Let’s talk about our expectations from automation. Specifically, the expectation that our automated tests will find bugs. This expectation leads to some risky decisions, which I’ll get to in the end.

You program the code, debug it, it works. You even have an automated test that proves the code works. You’re protected forever from the bug!

Let’s look at a simple example. In my ever-persisting demo app, when you enter an entry, it stores the data it in the database.

Registration application window

And it works, trust me. Here’s a test for it.

Automated test in playwright

This is a Playwright test, in javascript, that enters all the details, checks the “agree to terms” checkbox, clicks the submit button, navigages to a thank-you page, and goes to the database, to check the last entry contains the entered details.

FAIL!

When will the test fail?
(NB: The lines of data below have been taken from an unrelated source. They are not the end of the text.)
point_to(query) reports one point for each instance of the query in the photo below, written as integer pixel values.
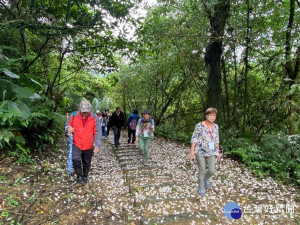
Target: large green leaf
(23, 92)
(10, 74)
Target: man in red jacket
(86, 129)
Two cases, whenever there’s a crash, that causes the test to fail. Or when someone tries to change the functionality. And, that’s the point of automation, really – to find bugs, right?
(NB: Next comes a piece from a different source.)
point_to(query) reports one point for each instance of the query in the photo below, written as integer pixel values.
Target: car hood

Well, not completely. Automated tests alert us that something that worked before, doesn’t now. It could be a bug.

However, think about that workflow I described. There’s code, and then, there’s a test that proves that code works. I deliberately wrote that automated test to prove my code works.

I was not looking for a bug when I wrote the test. That’s good, because I didn’t find one. But like the saying goes, testing doesn’t confirm the abscense of bugs. It just means I haven’t discovered them yet.

In my case, this scenario works as I expect it to.

Finding bugs, means I go looking for them. And automated tests prove something works, not the other way around.

Ok, potato, tomato.

Many organizations reduce the role of testers, sometimes even get rid of them completely, replacing them with automation and developer tests. They do that under the assumption that the automated tests keep quality at the same level, at least, as when they had testers around.

However, that level of quality depends (among others) on two main things – validation that the product works, and exploration to learn more about what works and what doesn’t.

Automation can help with the first, but for the second, you need a human. Someone who can design a net, throw it, look for weird ripples they see, and catch the fish. I mean bugs.

Expecting automated tests to find bugs, is both wrong and risky. Automation works well, for any scenario that is expected to work. But with the complex systems that we have today, it will not be enough to even do that.

Automation is great. Expecting it to find bugs? We’re setting ourselves up for disappointment.